Three types of discernment
understanding that comes from listening (sutamaya-pañña)
understanding that comes from thinking (cintamaya-pañña)
understanding that comes from developing/meditation (bhavanamaya-pañña)

— from DN 33, translated by Thanissaro Bhikkhu

According to canonical Theravada Buddhism, these are the three main ways in which wisdom can be developed. The first is hearing wise teachings (referring here to the Buddha’s words). Since there were virtually no books at the time of the Buddha, this would have been the only way to come into contact with what he taught. Today, we are more likely to read the Buddha’s teachings and their many (and variously reliable) interpretations in our own language, at our leisure. In any case, to have the opportunity to hear/read these teachings is a great blessing and should not be taken for granted. For those who are ready to hear, the teachings are powerful.

The second method of developing wisdom is by reflecting on the teachings we’ve heard or read. We think about how we might implement them in our own lives, or how we might adjust our attitude to take into account the things that the Buddha recommends considering. Breaking mental habits is hard, but we can change the lens through which we view our experience by thinking deeply about what the Buddha advises.

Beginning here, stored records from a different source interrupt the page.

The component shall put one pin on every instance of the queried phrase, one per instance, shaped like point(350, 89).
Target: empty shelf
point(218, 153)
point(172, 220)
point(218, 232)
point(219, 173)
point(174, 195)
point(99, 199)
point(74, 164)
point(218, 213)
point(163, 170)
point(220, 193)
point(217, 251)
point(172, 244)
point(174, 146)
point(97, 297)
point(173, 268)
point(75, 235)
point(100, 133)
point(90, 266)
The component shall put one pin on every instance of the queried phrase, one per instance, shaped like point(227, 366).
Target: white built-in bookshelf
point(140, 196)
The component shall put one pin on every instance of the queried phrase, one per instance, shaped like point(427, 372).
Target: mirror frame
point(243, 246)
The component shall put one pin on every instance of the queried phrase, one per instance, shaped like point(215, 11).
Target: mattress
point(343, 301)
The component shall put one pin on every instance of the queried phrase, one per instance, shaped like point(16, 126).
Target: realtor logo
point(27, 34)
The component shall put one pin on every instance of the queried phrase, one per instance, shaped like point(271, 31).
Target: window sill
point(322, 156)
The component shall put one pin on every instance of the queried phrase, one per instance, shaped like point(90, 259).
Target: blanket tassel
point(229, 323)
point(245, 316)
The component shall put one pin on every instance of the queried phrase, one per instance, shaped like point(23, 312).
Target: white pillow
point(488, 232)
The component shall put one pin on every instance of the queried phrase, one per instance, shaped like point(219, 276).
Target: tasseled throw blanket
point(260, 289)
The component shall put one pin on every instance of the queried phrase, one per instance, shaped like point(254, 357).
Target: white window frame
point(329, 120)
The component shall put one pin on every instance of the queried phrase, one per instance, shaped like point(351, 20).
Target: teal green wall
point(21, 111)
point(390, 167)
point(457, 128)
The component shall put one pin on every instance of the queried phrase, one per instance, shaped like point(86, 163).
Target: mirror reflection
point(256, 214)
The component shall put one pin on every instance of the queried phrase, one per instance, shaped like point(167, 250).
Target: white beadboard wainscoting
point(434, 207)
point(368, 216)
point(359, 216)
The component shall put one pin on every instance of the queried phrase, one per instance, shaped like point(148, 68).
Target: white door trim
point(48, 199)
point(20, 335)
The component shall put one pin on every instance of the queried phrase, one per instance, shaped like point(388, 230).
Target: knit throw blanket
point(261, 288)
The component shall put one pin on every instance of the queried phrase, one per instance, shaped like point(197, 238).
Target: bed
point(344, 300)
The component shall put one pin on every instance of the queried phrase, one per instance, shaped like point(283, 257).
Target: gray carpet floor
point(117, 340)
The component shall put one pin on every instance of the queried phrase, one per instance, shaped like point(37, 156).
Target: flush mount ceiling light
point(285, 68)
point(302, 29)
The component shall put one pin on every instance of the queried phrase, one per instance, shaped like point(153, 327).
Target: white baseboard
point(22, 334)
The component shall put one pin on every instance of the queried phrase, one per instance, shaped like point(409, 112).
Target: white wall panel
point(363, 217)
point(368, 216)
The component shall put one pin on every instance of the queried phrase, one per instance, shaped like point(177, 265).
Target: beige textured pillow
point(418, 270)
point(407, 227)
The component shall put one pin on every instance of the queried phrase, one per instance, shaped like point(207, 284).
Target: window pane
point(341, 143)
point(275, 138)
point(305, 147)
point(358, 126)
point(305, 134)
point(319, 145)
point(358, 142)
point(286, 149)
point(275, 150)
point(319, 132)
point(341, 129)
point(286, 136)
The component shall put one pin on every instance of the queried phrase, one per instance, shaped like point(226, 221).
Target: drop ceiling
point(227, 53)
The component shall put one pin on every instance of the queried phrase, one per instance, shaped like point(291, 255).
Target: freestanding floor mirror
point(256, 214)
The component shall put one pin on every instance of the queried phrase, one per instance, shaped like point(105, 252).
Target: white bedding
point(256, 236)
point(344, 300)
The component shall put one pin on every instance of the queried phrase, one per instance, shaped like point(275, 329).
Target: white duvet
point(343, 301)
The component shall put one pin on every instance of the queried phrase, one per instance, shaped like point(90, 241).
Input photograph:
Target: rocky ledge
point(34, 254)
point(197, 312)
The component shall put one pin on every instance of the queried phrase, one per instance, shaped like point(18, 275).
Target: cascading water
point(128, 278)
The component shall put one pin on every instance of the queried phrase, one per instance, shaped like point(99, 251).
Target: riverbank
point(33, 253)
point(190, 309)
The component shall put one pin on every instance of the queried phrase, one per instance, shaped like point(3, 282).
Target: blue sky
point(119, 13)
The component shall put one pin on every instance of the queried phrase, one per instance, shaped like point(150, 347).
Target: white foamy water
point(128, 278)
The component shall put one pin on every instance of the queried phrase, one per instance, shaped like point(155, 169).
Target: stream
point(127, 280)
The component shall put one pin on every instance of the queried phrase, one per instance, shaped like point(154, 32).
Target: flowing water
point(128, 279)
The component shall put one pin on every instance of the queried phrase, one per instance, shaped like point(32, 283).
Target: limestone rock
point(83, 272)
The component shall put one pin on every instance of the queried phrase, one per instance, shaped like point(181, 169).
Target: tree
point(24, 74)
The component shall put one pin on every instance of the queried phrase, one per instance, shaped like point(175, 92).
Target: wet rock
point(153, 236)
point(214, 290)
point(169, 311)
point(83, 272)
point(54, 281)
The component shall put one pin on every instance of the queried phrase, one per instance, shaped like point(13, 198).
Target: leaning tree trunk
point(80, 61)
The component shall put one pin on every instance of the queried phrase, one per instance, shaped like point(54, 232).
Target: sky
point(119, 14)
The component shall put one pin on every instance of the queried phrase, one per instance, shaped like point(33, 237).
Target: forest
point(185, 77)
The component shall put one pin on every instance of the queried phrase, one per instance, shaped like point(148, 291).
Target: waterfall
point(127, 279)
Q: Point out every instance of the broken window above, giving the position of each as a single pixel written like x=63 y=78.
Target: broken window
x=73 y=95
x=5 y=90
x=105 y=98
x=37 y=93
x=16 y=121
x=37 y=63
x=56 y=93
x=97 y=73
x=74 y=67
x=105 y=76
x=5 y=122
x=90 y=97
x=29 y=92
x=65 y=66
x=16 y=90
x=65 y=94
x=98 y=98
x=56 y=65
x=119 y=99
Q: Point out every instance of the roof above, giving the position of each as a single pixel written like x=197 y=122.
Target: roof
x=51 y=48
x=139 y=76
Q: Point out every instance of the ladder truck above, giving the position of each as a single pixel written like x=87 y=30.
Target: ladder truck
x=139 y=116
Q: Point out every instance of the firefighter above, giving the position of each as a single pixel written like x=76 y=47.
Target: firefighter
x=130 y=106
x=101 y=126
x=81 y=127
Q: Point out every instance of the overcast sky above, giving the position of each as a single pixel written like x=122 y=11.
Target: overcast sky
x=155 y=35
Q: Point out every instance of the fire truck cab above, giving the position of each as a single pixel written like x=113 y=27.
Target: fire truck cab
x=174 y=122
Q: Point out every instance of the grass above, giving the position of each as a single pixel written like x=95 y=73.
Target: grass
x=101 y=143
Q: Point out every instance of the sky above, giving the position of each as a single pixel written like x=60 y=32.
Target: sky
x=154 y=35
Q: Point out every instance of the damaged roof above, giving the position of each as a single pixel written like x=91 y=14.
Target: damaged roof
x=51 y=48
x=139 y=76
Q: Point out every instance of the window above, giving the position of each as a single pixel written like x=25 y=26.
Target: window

The third method is development or cultivation. This refers to actually putting the Buddha’s advice into practice in our own lives and seeing how things change as a result. It also refers to meditation as a training to make the mind more sensitive to our direct experience, setting aside (temporarily) the stories we tell ourselves. There are many meditation methods, and different ones will work best for different people at different times in their development. A foundational practice, though, is mindfulness of the body:
“…Mindfulness directed to the body. This is the one thing that, when developed and cultivated, leads to penetrativeness of wisdom.”
– from AN 1.615, translated by Bhikkhu Bodhi

Mindfulness of the body can be cultivated both in sitting meditation and throughout our waking experience. It comes highly recommended as a way to bring our experience into focus and develop wisdom.